Apparently, the compound was amongst 26 tested in the UO lab of chemist J. Andrew Berglund. Furthermore, the U.S. Food and Drug Administration seem to have approved pentamidine for treating various diseases. These diseases include a severe type of pneumonia in people with weakened immune systems, in addition to leishmaniasis, sleeping sickness and some yeast infections.
However, levels used successfully in the experiments may be toxic in humans. With modifications, pentamidine could possibly be adapted to reverse RNA splicing defects that force type 1 myotonic dystrophy.
“The fact that a very small library of compounds yielded a molecule capable of reversing the splicing defects associated with DM1 in both cell and mouse DM1 models suggest that a small molecule strategy could lead to a drug for this disease,†says Andrew Berglund, a member of the UO Institute of Molecular Biology.
The experiments previously carried out seem to have recognized pentamidine and neomycin B as compounds that worked against abnormal genetic instructions. However, pentamidine appears to have been found to be the most effective in the mice.
This experiment was performed by former UO doctoral student M. Bryan Warf and Catherine M. Matthys, who has since graduated from the UO, and Rochester’s postdoctoral researcher Masayuki Nakamori, co-researchers Berglund and Dr. Charles A. Thornton, a neurologist at Rochester.
In a separate commentary in PNAS, Thomas A. Cooper of the Baylor College of Medicine in Houston hailed the findings, noting that the compound is the first to show such promise of reversing splicing defects. Cooper also noted that such a therapeutic approach is attractive because of the potential benefits to multiple organs affected by the disease.
DM1 is known to be caused by an expanded section of DNA in a gene on chromosome 19. Apparently, the expanded DNA results in production of longer-than-normal strands of RNA sequences, or repeats, of the chemicals cytosine namely uracil and guanine.
These abnormal pieces seem to get trapped in the nuclei of muscle fibers, and protein molecules called MBNL in each nucleus which become stuck to the CUG repeats. This may lead to errors in the splicing process in which essential proteins are made inaccurately or not at all.

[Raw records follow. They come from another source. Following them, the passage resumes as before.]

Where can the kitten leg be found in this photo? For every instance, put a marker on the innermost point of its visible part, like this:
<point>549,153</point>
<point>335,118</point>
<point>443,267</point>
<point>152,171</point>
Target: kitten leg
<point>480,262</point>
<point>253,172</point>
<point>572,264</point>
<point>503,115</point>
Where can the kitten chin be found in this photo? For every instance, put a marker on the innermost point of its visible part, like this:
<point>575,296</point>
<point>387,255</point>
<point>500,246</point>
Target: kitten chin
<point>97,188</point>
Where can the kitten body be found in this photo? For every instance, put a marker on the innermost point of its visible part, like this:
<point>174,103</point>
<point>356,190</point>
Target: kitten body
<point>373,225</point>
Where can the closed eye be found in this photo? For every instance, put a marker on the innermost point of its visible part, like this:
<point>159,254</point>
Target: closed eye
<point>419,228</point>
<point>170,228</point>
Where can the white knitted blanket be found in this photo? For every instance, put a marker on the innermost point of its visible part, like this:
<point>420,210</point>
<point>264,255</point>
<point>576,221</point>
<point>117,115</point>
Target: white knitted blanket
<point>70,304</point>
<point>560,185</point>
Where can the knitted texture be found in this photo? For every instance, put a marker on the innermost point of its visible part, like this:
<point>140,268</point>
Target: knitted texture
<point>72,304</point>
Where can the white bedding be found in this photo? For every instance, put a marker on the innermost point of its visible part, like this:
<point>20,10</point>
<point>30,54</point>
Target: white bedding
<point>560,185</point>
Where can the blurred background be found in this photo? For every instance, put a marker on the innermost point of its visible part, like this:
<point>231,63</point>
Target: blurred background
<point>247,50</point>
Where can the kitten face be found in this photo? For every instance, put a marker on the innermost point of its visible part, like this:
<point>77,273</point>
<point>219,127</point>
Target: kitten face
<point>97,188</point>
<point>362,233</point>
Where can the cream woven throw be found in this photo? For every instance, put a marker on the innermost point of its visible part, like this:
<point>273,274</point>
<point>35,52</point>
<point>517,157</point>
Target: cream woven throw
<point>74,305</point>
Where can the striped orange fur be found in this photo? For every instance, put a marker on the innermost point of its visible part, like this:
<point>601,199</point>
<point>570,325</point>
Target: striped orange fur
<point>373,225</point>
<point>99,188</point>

In turn, disruptions in muscle fibers appear to fall into changes in ion channels that impact the ability of muscles to relax after use.
The findings of the research revealed that pentamidine seems to have disrupted the complexes formed by the expanded repeats and the MBNL protein that sticks to them. Supposedly, this in turn permits the protein to return to its correct location in the cell.
“Although pentamidine is not ready for use as a therapy for DM1, this work does demonstrate that a small molecule strategy is a viable approach to this disease. Almost all human diseases are currently treated with small molecules. Pentamidine is an exciting lead compound because it is relatively easy to chemically modify, and hopefully one of these modified compounds could lead to a safe, long-term treatment for DM1 in the future,†explains Berglund.
The compound also appears to have inhibited interactions of MBNL with the cytosine-uracil-guanine repeats. In addition, it partially seems to have rescued two splicing errors in the mice. Berglund cautioned saying that pentamidine has not yet been examined in people with DM1, but its FDA approval for other uses is crucial.
The findings of the research have been published in the journal, Proceedings of the National Academy of Sciences.